Marcelo Martins Werneck graduated in electronic engineering from PUC, Rio de Janeiro, Brazil, in 1975 and received his MSc degree from the Biomedical Engineering Program at the UFRJ, Brazil, in 1977. He obtained his PhD degree from the University of Sussex, Brighton, United Kingdom, in 1985. He is a lecturer and researcher at UFRJ, where he has been since 1978, coordinating the Instrumentation and Photonics Laboratory at the Electrical Engineering Program of UFRJ. He has experience in nanosensors, transducers, and instrumentation.
Célio Albano da Costa Neto graduated in mechanical engineering from the University Gama Filho (1985), received his MSc degree in metallurgical and materials engineering from the Universidade Federal do Rio de Janeiro (1989), and his PhD degree in metallurgical and materials engineering from the Illinois Institute of Technology (1996). He is currently an associate professor at the Federal University of Rio de Janeiro.

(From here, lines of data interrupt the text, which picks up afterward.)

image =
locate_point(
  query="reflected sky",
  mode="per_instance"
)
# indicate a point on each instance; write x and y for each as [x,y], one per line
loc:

He has experience in the area of materials and metallurgical engineering, with an emphasis on the mechanical behavior of materials.
Marysilvia Ferreira da Costa received her BS degree in chemistry from the University of São Paulo (1988), MSc degree in chemistry (physical chemistry) from the University of São Paulo (1991), and DSc degree in chemistry (physical chemistry) from the University of São Paulo (1994). Currently, she is an associate professor at the Universidade Federal do Rio de Janeiro and has experience in the area of materials engineering, with an emphasis on polymer applications, mainly in mechanical behavior, aging, and degradation of polymers.